Since Google would rank sites based on inbound hyperlinks, SEO providers would generate a hundred or a hundred thousand inbound links – generally coming from ‘spam’ pages or websites – feed these into Google, and watch their customers’ page rankings rise. Not wanting to go the way of Yahoo! and Alta Vista, Google fought back, continuously refining its algorithm, playing a game of whack-a-mole with the SEO providers.

That, as it turns out, was the beginning of the end of the Information Age.

Every move in that game has weakened search. SEO adds noise to the Web, and Google does its best to filter out that noise, but no filter is ever perfect. Nor – in this environment where each side constantly seeks advantage over the other – will any solution work for very long. Each has been honing its skills, which means each has been helping its adversary to hone their skills.

What worked well for Google back in 1998 wouldn’t work at all a quarter century later. The algorithms developed through this commercial warfare have gradually degraded the quality of Google’s results. The whole Web has slowly filled with noise – driven by the incentive of billions of dollars in consumer clicks. Google knows this, and despite throwing thousands of PhDs at the problem, cannot prevent an eventual disappearance within that rising noise. The firm has done an admirable job slowing the decline – existential threats have given a notoriously dilatory business one shaft of clarity. But it’s becoming increasingly clear that search as we know it – the way we find things within a Web grown vast beyond any possibility of knowing anything more than just a tiny part of it – that search will stop working.

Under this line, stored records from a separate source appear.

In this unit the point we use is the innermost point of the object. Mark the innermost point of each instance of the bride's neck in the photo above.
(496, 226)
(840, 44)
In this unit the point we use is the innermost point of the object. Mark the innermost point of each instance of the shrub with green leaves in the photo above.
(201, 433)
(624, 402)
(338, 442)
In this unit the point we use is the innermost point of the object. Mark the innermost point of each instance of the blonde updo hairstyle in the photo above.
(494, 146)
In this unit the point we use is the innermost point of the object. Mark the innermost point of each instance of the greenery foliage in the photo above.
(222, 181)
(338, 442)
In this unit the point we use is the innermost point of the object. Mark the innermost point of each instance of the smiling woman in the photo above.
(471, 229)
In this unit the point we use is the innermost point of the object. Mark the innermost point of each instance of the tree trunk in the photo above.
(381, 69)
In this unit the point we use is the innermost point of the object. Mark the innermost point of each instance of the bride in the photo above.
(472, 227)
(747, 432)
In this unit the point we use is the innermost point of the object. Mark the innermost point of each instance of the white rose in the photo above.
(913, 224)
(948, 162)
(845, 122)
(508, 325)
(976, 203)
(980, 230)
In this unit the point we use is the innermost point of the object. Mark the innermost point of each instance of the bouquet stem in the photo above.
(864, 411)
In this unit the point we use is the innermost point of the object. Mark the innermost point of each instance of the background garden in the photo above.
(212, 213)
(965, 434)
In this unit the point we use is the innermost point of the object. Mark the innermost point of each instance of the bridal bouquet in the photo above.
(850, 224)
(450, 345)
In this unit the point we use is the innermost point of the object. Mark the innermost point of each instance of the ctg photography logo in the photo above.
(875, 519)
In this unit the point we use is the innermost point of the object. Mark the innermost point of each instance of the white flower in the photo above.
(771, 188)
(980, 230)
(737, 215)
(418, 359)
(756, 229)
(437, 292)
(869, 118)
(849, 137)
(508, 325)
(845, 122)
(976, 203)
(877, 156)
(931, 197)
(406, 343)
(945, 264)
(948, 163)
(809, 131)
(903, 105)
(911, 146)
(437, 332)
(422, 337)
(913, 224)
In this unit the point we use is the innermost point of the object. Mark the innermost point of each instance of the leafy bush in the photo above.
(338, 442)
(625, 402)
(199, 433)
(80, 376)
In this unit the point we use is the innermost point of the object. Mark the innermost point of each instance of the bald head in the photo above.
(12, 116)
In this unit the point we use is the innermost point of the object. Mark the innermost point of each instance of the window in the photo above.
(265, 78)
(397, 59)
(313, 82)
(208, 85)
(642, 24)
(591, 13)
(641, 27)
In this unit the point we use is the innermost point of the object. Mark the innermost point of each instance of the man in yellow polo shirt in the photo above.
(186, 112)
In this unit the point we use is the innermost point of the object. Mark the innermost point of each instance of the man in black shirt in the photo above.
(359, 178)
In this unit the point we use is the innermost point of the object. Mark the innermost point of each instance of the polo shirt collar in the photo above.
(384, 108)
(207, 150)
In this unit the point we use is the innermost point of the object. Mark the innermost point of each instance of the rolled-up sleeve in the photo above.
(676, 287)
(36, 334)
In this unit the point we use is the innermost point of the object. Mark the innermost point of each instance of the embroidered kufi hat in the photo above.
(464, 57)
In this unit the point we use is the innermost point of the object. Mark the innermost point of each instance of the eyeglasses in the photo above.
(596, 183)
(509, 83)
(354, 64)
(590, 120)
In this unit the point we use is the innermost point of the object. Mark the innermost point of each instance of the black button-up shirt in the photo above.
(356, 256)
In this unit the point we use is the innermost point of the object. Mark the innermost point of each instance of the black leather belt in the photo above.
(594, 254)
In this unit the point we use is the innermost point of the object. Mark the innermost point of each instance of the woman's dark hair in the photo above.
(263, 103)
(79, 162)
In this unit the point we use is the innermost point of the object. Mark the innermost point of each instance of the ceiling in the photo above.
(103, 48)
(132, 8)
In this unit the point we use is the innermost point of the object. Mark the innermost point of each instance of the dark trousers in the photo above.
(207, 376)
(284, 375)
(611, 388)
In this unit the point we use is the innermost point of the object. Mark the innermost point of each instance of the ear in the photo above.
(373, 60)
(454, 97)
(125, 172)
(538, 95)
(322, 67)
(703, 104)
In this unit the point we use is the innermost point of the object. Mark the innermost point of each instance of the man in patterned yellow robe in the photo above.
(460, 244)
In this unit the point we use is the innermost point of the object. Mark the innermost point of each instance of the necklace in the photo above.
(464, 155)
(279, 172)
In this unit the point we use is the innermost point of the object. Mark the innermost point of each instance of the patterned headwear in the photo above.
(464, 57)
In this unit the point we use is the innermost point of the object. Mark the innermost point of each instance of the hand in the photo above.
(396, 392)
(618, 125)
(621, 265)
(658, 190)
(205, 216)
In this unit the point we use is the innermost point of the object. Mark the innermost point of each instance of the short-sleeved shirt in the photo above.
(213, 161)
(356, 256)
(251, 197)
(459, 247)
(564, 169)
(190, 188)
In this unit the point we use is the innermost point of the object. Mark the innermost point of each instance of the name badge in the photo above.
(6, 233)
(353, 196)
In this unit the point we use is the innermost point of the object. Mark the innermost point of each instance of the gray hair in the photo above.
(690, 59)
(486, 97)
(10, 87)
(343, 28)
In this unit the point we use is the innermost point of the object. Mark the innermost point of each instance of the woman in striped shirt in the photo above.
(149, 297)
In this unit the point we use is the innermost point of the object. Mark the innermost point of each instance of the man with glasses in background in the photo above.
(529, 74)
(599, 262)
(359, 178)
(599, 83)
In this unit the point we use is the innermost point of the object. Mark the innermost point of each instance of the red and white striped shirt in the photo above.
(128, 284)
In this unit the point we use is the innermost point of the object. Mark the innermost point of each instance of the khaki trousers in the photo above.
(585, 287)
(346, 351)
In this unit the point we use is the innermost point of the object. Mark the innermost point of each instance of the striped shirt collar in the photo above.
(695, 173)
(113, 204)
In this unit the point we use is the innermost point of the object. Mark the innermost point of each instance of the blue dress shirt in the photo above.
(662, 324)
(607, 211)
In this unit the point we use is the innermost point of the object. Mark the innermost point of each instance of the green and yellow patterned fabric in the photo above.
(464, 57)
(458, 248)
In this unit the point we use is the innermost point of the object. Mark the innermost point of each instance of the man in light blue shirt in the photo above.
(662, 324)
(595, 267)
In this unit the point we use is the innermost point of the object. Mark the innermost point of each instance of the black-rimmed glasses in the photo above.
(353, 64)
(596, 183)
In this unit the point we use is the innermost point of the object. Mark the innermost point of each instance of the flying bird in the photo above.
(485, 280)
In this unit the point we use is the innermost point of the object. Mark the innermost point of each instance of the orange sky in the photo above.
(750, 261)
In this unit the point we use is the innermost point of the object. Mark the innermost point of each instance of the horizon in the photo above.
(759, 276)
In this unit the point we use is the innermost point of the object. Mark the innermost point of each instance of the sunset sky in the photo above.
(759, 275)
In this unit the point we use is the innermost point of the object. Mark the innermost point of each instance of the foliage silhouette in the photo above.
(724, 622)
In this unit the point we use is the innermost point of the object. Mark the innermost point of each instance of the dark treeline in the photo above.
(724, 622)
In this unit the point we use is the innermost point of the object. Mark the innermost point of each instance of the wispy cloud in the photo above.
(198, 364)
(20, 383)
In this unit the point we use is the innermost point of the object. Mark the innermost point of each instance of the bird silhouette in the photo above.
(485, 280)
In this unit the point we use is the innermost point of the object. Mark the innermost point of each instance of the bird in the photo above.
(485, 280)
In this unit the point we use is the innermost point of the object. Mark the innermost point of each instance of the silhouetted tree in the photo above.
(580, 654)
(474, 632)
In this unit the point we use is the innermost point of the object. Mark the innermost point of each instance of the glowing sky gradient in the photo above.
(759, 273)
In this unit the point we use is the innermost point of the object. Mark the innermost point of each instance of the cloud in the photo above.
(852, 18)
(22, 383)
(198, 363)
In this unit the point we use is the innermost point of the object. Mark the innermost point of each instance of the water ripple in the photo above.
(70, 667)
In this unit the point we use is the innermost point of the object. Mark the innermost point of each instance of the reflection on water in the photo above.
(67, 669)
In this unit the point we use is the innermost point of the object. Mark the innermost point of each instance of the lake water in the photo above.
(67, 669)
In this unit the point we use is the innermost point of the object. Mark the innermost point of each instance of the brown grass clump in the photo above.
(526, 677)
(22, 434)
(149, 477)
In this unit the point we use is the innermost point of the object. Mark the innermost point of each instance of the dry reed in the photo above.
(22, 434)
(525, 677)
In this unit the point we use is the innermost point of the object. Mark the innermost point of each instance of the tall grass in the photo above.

And with that, the Web will become unknowable. This brief moment when we could gather all human knowledge – and find it – will have passed. We will be left with a pool of data so polluted by the intersection of late capitalism and information theory that it will be impossible to detect any signal amidst all the noise.

That will mark the dawn of humanity’s ‘Post-Information Era’. And it’s nearly here.